In a rational system of production, under socialism, 
technology would be used to shorten the workweek, while at 
the same time raising the living standard of all workers.

Under capitalism, the higher level of productivity is 
resulting, simultaneously, in a high level of joblessness 
and poverty.

As new technology produces more advanced automated and 
computerized systems, layoffs and plant closings will 
vastly increase. 

Capitalists and management determine whether to release or 
apply new technology based strictly on what is profitable. 
Capitalism distorts what kind of technology is developed in 
the first place.

Technology that makes for a safer and healthier workplace 
or technologies that can clean up production processes are 

only implemented under tremendous pressure from labor and 
consumers. 

Perhaps the biggest distortion of all is the hundreds of 
billions poured down the rat hole of military technology. 
Not only is it wasted, dangerous and even criminal 
technology, but also it acts like a giant ball and chain on 
the economy and on social and human development.

In addition, public education is being attacked, privatized 
and phased out. It is no longer necessary to create a 
better educated and skilled work force, because the system 
no longer needs more mass production workers, but instead 
only a much smaller technological elite.

The underlying question these processes raise is what will 
be the effect of all these negative developments.

The many-sided processes will result in ever-bigger 
monopolies. They will result in the attempted destruction 
of unions, on a global scale. 

They will result in continuing declining wages, closing of 
domestic factories. There will be more foreign factories, 
more export of new technology.

These processes have already resulted in longer strikes, 
more bitter class battles. And the fact is that all the new 
developments and processes put together will not result in 
solutions to the serious problems faced by the working 
class.

They may result, however, in some workers having jobs and 
the rest of the class will be worse off.

All these processes point to the need for international 
working class solidarity, demands for the shorter workweek 
with no cut in pay, for nationalization of monopolies and 
industries, for internationalization of the trade unions, 
for new strategies and tactics in the sharpening class 
struggle.

It has become a life-and-death struggle. In the long run, 
however, socialism is the only solution.

Under socialism a solution will be found for all the new 
problems and crises of capitalism in the interests of the 
working class.

Thus, the socialist solution will increasingly become more 
urgent, more necessary. We have to learn to project the 
socialist solution as the long-term solution to the new, 
concrete problems.

Let's just take a deeper look at how socialism will solve 
the biggest problem facing the working class today, new 
technology.

Socialism and the scientific and technological revolution 
go together.

Only socialism can make decisions to research, investigate, 
discover, invent and apply without considering 
profitability, but only practicability and benefit for the 
people and society as a whole.

Increase in productivity is passed onto the people by way 
of wage increases.  When machines replace workers the hours 
of work are cut, without any real cut in wages.

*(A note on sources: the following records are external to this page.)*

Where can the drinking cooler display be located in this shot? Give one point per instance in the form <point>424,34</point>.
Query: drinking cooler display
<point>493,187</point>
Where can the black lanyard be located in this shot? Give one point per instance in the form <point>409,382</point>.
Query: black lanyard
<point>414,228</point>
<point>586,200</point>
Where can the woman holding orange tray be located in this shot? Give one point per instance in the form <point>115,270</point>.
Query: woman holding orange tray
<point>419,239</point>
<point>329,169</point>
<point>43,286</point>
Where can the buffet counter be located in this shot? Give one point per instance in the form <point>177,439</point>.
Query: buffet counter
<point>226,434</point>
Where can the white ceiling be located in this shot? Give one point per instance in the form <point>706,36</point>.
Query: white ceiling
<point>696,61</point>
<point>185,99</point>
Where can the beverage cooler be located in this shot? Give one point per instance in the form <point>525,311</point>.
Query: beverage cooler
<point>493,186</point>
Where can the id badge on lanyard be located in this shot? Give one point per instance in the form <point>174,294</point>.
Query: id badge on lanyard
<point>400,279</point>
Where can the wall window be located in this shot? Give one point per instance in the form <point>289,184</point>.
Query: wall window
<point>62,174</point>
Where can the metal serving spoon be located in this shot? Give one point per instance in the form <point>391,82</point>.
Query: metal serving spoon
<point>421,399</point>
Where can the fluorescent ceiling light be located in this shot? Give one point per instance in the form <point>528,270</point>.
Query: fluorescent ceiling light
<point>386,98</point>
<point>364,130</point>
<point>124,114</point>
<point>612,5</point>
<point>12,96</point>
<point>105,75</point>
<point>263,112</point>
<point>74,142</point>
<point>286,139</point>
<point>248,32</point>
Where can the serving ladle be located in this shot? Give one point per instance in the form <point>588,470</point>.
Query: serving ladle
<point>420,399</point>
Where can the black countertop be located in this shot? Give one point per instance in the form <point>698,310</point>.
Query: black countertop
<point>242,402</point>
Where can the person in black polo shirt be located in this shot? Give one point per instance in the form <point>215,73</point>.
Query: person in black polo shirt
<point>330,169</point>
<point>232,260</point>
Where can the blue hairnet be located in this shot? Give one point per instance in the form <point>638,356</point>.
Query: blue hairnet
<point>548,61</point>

Under socialism, the work force of a mechanized factory or 
industry would simply be retrained and relocated.

Technology enables society to assign the dirtiest, hardest 
jobs to machines and robots, while humans will increasingly 
do the work that requires creativity and ever-higher 
education.

Technology creates much greater career opportunities and 
greater leisure time for workers.


The costs involved in making such major adjustments in 
machinery, technology and human labor come out of social 
profits that were once privately confiscated, stolen by the 
ruling class through exploitation of labor.

The scientific and technological revolution makes it 
possible to project a new kind of socialist future that was 
not foreseeable until now.

However, short of socialism, we need advanced demands and a 
national, perhaps international conference, called by the 
trade unions, which would come up with ways to prevent the 
devastating effects of technology under capitalism. 

For example, we need a struggle which could include federal 
laws that would place restrictions on the monopolies, stop 
the corporations from stealing all the fruits of 
technological breakthroughs.

We need laws to guarantee commensurate price cuts and wage 
increases as a result of application of new technologies; 
affirmative action programs that would apply to every 
application of new technology.

We need to develop a "Science and Technology Bill of Rights 
for Workers and Consumers" that would eventually become 
law.

It is only through a united struggle of the labor movement, 
the trade unions, of all working people - including on an 
international scale - that the negative effects of the 
technological revolution, of all the negative processes 
sweeping our economy, can be successfully resisted.